Distended, Like you I too dont need to diet, I am 114lbs. at 5ft,4in. But I did this diet to help my husband, also hoping that maybe these carbs. were causing my problems, because after 7 years of this, I still dont know what my trigger foods are, are maybe our stomachs too small for how much we are eating, I hope not because I can bloat after eating crackers!! Do you also feel full? I really hate that! Do you get mucous in your stool? I did and when I limited my carbs. I didnt anymore, so I dont know which route to stay, kinda hard for my husband &I to do different diets, and the low carbs. is working for him. I want to order the book by Dr.Atkins that tells about IBS and how to cure. Thanks, Cindy


----------



## RumbleGirl (Feb 1, 2000)

Hello - Maybe you need to limit only certain carbs. Here is a link to a Specific Carbohydrate Diet http://www.scdiet.org I have cut back on my carbs - but in no way am I doing no-carbs! No carbs and low carbs are two very different things. And I am eating this way in order to be healthy - not for weight loss. This will be my way of eating for the rest of my life. I have started a web site that details how I became symptom-free thru diet alone http://ibsinfo.homepage.com for those who are interested.[This message has been edited by RumbleGirl (edited 08-02-2000).]


----------



## Guest (Aug 3, 2000)

I can't really say I'm full or hungry. I can't ever tell and would say I'm never really either one. I don't feel my stomach or anything in it, only my colon. How much I eliminate determines how much I can eat.
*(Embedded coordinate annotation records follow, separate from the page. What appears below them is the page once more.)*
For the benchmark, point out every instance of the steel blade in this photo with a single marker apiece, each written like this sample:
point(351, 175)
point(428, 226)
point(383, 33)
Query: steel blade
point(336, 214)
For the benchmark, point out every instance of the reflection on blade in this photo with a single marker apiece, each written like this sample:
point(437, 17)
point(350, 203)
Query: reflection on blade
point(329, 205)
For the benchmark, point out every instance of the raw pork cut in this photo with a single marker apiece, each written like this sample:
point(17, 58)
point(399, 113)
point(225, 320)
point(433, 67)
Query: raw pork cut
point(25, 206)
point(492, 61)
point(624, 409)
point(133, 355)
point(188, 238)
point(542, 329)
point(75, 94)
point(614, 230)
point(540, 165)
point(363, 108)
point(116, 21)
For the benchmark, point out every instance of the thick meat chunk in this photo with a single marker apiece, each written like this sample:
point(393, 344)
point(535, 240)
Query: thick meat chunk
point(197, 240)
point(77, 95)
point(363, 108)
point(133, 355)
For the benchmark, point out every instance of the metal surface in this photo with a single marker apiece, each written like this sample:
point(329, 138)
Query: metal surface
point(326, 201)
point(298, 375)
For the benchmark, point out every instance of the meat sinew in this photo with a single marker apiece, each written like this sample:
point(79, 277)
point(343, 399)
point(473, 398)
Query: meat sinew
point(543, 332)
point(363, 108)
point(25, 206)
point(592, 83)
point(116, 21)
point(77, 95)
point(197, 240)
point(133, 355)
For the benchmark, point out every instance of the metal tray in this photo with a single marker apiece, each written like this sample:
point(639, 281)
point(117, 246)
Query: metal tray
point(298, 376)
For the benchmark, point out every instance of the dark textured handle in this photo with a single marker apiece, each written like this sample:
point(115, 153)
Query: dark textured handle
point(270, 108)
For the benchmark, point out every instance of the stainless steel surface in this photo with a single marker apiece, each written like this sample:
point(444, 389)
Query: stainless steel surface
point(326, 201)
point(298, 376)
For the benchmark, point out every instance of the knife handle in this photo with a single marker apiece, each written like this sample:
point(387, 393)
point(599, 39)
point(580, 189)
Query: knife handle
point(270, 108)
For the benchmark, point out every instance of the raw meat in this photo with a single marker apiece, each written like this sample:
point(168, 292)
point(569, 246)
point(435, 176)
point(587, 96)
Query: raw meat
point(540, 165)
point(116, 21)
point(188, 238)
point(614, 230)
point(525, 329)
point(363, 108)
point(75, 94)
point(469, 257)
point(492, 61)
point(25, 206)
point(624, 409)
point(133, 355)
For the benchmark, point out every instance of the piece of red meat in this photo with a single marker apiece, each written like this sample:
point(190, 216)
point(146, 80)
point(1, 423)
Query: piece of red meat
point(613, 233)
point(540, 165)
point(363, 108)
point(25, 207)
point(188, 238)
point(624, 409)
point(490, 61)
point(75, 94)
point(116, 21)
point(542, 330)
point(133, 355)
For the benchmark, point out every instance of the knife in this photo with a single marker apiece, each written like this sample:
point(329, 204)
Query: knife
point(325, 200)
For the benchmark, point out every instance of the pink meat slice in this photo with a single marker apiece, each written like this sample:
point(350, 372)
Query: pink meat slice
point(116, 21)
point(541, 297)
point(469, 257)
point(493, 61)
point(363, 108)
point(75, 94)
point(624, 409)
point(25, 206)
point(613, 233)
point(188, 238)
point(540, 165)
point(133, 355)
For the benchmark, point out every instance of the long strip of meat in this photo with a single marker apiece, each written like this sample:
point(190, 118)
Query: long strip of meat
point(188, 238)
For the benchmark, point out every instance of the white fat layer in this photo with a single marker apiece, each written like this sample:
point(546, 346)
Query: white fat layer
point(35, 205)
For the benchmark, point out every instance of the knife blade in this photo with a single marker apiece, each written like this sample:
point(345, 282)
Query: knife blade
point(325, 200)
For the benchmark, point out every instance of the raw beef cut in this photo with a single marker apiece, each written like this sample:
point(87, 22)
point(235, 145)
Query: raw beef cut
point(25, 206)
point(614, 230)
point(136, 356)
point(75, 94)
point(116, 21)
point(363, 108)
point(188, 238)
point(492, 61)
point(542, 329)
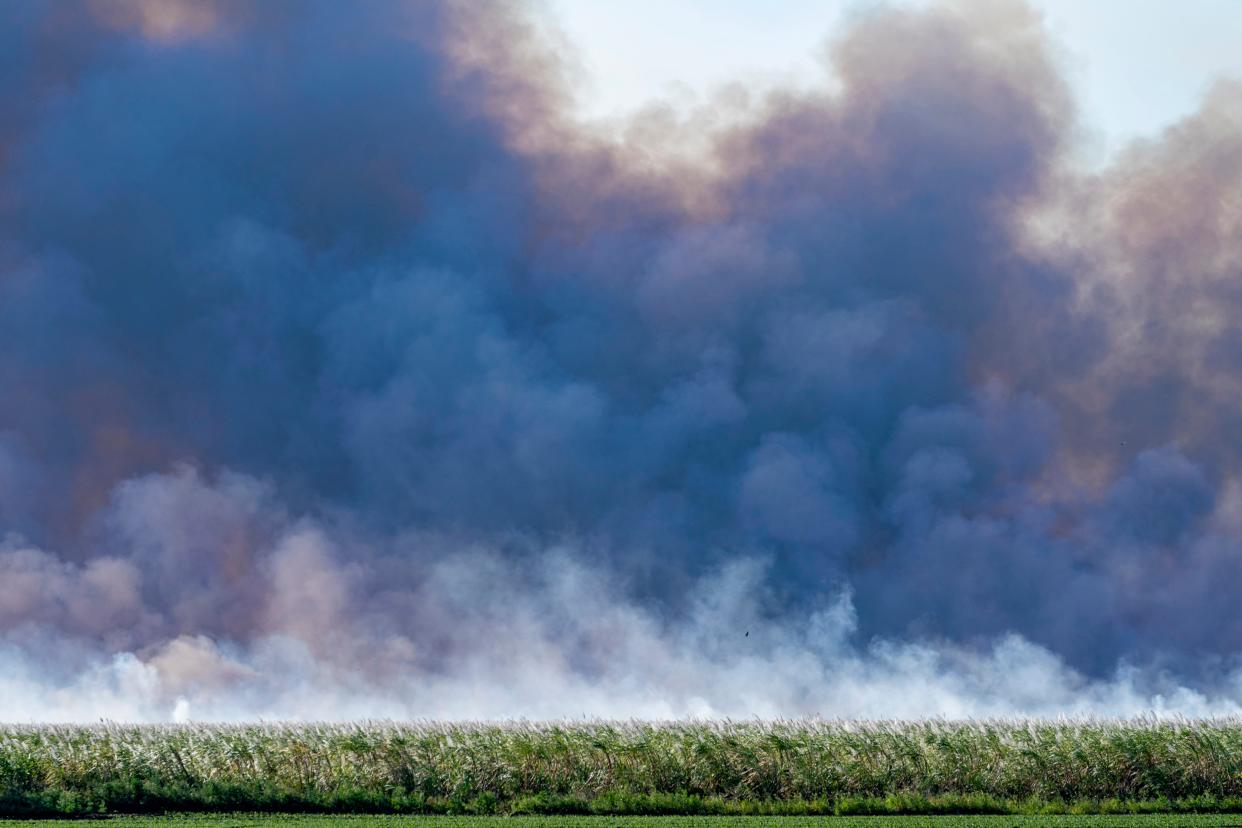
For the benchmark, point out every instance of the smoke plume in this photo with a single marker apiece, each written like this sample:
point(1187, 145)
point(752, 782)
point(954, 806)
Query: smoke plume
point(345, 373)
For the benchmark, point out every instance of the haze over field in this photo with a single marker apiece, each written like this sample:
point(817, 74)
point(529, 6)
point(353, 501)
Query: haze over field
point(348, 373)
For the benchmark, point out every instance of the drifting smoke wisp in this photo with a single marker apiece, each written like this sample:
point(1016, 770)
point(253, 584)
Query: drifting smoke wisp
point(347, 375)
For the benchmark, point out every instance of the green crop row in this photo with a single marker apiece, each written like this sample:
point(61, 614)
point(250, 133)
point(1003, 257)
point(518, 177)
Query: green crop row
point(809, 766)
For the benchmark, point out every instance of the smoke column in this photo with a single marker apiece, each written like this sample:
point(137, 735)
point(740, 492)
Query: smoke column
point(345, 374)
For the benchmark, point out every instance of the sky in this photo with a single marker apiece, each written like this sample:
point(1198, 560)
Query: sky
point(388, 360)
point(1137, 66)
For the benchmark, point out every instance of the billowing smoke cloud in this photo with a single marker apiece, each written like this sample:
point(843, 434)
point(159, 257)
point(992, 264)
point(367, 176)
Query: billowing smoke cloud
point(344, 374)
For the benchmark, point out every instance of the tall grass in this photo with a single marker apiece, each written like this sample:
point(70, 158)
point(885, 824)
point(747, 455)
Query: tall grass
point(699, 766)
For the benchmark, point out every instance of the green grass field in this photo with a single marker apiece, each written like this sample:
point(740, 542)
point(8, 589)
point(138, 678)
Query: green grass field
point(258, 821)
point(614, 769)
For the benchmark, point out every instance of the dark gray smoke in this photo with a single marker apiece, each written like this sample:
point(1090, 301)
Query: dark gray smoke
point(345, 374)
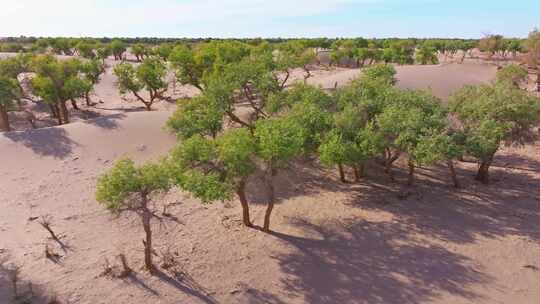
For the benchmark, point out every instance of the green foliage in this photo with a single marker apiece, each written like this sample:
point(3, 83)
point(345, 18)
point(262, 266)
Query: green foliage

It's as if the state of my colon (empty or full) is the state of my stomach. Anyway, I have occasional mucus (probably from taking milk of magnesia daily for 3 years) but it's ONLY when I get rid of gas. I don't limit carbohydrates either, although I've found spaghetti noodles to be VERY bloating which has somewhat cut my carb intake.


----------



## Guest (Aug 5, 2000)

Thanks Rumble girl for that *ibsinfo.homepage*I went there and finally came up with this: http://www.leapallergy.com/delayed.html Found some interesting stuff on food allergies and How they can have a delayed reaction, which makes it hard to know what caused it.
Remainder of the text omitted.